CAMPAÑA “SIN DUDA, SIN DEUDA”

La deuda externa es una carga crónica e insalvable para los países empobrecidos. No ha dejado de crecer en los últimos años, a pesar de las distintas iniciativas de alivio. Tanto los gobiernos del Norte como del Sur son responsables.

El cumplimiento de las obligaciones del pago de la deuda constituye un obstáculo que impide alcanzar los Objetivos de Desarrollo del Milenio (Erradicar la pobreza extrema y el hambre, lograr la educación primaria universal, promover la igualdad de género y la autonomía de la mujer, reducir la mortalidad infantil, mejorar la salud materna, combatir el SIDA, el paludismo y otras enfermedades, garantizar la sostenibilidad ambiental, fomentar una asociación mundial para el desarrollo).

Más de 70 países empobrecidos y de renta media no pueden invertir lo necesario en servicios básicos para su población, porque entre el 15% y el 40% de su presupuesto anual lo destinan a pagar su Deuda Externa.

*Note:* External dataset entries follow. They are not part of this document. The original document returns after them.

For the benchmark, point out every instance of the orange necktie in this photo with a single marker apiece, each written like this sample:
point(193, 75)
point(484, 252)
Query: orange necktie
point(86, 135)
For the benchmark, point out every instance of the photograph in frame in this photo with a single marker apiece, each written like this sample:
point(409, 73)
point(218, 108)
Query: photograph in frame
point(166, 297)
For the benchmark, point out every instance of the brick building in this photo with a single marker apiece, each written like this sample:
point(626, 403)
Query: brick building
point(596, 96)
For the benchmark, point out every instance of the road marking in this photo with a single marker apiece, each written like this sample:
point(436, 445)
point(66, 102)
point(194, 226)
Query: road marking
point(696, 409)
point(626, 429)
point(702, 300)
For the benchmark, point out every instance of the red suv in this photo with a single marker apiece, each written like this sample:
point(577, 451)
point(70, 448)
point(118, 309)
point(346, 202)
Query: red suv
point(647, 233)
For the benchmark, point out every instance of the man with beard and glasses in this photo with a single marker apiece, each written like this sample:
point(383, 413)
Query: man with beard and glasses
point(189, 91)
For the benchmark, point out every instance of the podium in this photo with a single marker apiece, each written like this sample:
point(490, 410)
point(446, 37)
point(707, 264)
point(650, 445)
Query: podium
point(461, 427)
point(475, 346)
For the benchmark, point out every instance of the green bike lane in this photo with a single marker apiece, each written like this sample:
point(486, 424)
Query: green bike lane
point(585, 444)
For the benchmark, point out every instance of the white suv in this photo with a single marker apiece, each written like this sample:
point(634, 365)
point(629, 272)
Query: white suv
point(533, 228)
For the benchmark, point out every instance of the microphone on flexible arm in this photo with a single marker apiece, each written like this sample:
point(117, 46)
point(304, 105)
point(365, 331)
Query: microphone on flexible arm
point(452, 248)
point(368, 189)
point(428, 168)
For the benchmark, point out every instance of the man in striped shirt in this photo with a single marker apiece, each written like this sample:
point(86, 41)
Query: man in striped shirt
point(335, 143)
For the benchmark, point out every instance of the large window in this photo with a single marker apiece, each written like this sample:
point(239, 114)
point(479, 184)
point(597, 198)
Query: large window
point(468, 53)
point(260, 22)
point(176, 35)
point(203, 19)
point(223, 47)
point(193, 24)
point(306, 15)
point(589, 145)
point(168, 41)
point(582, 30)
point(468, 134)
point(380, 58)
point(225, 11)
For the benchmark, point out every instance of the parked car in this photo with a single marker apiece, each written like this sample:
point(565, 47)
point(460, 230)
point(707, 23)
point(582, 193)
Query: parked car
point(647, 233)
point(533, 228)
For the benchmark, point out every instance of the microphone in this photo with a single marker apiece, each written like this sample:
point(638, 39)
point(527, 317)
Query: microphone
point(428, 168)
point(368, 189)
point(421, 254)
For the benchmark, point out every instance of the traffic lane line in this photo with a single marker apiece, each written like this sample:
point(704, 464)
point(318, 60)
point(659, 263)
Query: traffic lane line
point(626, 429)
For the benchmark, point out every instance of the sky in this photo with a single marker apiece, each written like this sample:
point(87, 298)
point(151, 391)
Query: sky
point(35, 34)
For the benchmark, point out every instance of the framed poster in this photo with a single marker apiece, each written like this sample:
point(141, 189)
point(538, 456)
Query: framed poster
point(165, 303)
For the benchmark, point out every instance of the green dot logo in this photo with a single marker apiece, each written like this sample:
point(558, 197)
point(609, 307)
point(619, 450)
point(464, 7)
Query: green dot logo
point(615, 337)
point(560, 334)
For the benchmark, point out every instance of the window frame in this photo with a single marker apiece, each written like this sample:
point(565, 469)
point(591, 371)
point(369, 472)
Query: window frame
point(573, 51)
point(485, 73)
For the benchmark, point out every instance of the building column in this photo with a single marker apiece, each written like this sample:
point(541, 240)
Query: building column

Esta falta de inversión social es uno de los factores que obligan a las poblaciones de los países del Sur a emigrar a los países del Norte.

El progresivo aumento de la deuda externa de los países más empobrecidos los hacen aún más vulnerables a las crisis financieras internacionales.

Desde nuestra óptica cristiana defendemos que la Vida es antes que la Deuda, y, por tanto, terminar con este problema es un acto de justicia.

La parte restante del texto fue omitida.